I have a big data set which I cleaned up and found that one of the fields has value like
"My son is turning into a monster \xf0\u009f\u0098\u0092"
I am not able to create this simple data as it gives the below mentioned error
a <- c('My son is turning into a monster \xf0\u009f\u0098\u0092')
Error: mixing Unicode and octal/hex escapes in a string is not allowed
Now suppose I have this value in my variable and want to remove all non-ascii characters like
library(stringi)
b <- stri_trans_general(a, "latin-ascii")

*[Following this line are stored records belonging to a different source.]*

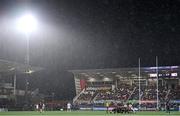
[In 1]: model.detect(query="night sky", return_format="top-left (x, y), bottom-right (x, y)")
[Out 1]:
top-left (0, 0), bottom-right (180, 99)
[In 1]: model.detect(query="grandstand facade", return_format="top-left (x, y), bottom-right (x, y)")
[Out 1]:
top-left (70, 66), bottom-right (180, 109)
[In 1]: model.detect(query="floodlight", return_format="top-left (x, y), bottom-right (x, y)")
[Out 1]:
top-left (17, 14), bottom-right (37, 34)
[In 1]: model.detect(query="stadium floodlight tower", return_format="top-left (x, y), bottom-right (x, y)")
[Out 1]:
top-left (17, 13), bottom-right (37, 106)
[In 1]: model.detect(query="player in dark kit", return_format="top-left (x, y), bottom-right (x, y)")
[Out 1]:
top-left (166, 101), bottom-right (170, 114)
top-left (39, 102), bottom-right (43, 113)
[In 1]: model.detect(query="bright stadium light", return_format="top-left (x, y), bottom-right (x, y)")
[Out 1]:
top-left (16, 13), bottom-right (37, 107)
top-left (17, 14), bottom-right (37, 34)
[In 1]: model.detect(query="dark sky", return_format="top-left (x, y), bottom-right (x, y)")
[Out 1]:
top-left (0, 0), bottom-right (180, 98)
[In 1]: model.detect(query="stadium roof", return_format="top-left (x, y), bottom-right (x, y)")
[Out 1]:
top-left (0, 59), bottom-right (43, 73)
top-left (69, 66), bottom-right (180, 78)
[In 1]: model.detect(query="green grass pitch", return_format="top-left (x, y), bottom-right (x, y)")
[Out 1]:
top-left (0, 111), bottom-right (180, 116)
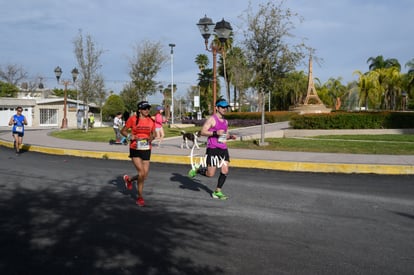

and now want to converted text in the lower format
tolower(b)
I am getting below mentioned error
Error in tolower(b) : invalid input 'My son is turning into a monster 😒' in 'utf8towcs'
Can someone please help me to understand the issue
To remove all non-ASCII characters you can use regex. [\x00-\x7F]
is the set of all non-ASCII characters, so we can replace every occurrence with nothing. However, R doesn't like \x00
because it's the null character, so I had to modify the series to be [\x01-\x7F]
a <- c('My son is turning into a monster \u009f\u0098\u0092')
#> [1] "My son is turning into a monster \u009f\u0098\u0092"
tolower(gsub('[^\x01-\x7F]+','',a))
#> [1] "my son is turning into a monster "
or, with the octal codes
a <- c('My son is turning into a monster \xf0')
#> [1] "My son is turning into a monster ð"
tolower(gsub('[^\x01-\x7F]+','',a))
#> [1] "my son is turning into a monster "